What it’s like to be in love and not in love at the same time? I wonder does it taste like a coffee without sugar or a tea without milk?
As I sit here lost deep into my thoughts I picture your face. Your beautiful breath-takingly artistic face. Which features reminds me of the paintings of Ajanta caves. What a heart melting looks you have. The way your fingers locks into mine and the way you hold it tight to never let it go loose. I love that feeling, you know. Your precious smile carries all the weight off my shoulders and make me feel like flying in the air among the clouds. I wish to build a castle beneath there. The blue oceanic eyes of yours remind me of the geography classes I hated back in my school days, but only if they had talked about how magical your eyes are, I’m sure I’d have aced that subject.
Your hair locks falling on your forehead and shining through the sunlight as if the sun has kissed your temple.

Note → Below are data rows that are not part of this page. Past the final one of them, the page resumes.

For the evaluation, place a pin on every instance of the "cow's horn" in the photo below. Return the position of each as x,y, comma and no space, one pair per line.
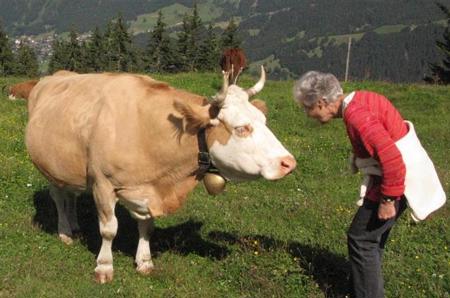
259,85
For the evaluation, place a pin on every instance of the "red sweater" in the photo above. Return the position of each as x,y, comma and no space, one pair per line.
373,126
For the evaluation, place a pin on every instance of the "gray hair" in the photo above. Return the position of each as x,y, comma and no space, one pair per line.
315,85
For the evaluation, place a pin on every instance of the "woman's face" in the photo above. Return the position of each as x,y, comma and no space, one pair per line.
321,110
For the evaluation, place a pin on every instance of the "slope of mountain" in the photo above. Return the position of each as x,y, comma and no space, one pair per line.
391,40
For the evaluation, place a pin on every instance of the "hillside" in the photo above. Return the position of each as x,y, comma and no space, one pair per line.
391,40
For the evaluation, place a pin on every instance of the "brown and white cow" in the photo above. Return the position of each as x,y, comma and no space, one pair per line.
21,90
134,140
233,61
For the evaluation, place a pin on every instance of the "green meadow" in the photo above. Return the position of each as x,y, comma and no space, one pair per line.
257,239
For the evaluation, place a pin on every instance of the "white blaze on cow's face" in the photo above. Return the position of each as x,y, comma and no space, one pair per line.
252,149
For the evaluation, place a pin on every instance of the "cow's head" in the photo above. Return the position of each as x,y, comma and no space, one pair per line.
241,146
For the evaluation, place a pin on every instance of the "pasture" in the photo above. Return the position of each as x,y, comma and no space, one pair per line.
258,239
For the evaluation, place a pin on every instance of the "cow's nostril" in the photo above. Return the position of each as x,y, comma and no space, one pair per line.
288,164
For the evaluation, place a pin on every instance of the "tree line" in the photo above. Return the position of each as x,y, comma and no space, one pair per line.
196,47
23,62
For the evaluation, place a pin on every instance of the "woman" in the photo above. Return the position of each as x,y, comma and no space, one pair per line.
373,126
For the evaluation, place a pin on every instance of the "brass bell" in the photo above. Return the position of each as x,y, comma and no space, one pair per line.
214,183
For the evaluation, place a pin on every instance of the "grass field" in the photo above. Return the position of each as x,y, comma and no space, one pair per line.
258,239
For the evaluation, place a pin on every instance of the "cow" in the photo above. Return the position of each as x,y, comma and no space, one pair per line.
131,139
233,61
21,90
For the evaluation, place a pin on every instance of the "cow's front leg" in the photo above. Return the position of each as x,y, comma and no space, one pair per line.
105,201
144,264
64,202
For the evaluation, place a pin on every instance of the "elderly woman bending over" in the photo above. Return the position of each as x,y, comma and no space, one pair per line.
373,126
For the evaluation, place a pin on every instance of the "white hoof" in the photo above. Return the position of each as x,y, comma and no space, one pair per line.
145,268
104,273
66,239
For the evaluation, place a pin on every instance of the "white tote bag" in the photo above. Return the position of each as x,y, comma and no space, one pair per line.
423,189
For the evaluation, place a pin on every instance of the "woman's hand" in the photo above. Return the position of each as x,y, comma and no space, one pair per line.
386,210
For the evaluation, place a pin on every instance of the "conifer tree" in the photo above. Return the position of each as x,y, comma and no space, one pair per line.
27,63
7,62
184,36
74,53
159,56
229,36
120,46
194,40
441,71
96,54
59,58
209,52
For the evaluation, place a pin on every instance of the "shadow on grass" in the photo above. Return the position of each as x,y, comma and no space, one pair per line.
181,239
329,270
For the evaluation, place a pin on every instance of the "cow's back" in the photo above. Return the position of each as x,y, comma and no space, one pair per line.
102,120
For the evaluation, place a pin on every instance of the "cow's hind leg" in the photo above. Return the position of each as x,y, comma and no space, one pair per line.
144,263
65,202
105,201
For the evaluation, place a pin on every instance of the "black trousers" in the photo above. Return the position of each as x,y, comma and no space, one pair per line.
366,238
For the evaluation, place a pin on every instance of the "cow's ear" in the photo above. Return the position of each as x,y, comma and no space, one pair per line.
196,116
260,105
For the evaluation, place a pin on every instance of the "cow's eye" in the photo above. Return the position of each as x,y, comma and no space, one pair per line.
243,130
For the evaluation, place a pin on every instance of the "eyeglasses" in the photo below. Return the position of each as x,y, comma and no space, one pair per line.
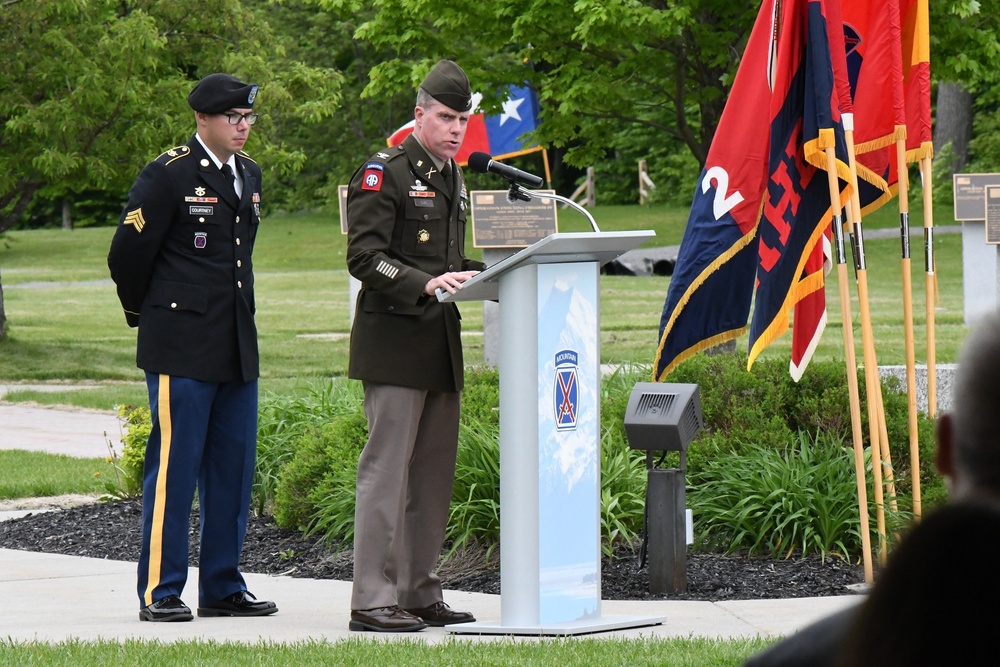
235,118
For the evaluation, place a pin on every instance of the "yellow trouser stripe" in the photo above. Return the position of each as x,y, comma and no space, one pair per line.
159,506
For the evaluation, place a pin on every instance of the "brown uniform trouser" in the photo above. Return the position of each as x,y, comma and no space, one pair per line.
405,476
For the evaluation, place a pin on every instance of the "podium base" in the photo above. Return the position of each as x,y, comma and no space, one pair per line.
581,627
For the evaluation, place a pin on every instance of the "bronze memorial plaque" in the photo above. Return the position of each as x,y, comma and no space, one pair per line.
498,223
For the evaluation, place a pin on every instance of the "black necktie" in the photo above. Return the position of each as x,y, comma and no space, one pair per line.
227,173
446,174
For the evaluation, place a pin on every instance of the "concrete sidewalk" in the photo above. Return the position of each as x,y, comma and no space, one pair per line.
58,598
80,433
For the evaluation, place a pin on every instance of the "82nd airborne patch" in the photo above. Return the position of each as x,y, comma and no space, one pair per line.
372,180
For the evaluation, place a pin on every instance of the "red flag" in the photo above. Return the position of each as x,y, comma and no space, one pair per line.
805,120
874,58
500,136
708,299
759,208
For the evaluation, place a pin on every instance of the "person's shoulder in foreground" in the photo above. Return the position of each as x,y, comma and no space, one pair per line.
967,455
932,603
815,645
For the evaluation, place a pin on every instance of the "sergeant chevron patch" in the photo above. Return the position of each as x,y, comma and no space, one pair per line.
135,219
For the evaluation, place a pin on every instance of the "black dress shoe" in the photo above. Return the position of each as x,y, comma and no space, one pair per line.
166,609
238,604
440,613
385,619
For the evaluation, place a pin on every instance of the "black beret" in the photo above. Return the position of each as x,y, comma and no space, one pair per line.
449,85
220,92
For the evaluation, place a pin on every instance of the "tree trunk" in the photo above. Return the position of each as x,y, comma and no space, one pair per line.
953,122
3,316
67,214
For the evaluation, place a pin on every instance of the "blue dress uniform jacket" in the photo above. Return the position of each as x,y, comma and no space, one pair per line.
181,260
406,225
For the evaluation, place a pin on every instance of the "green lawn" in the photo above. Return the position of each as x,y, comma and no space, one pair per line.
65,323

The wide arms of yours strongly hold me into them. Why does it feel like a home to me? I want to fall into your arms every now and then, and again. Perhaps, keep falling in till I take my last breath in them. Your cologne is the scent I want to inhale and exhale all day long without a trace of guilt. Your lips are the coloured with the best paints of heaven. So bloody red that it makes my blood look thin and light.
Despite of everything, I still think do I really love you or solely addicted to the idea of being with you? My heart says it’s love, but my mind says it’s not. I can’t decide. All I know that I want you at the moment. I crave your existence more than anything right now. Your love gives me hope to go on with life no matter what happens. With you everyday is special.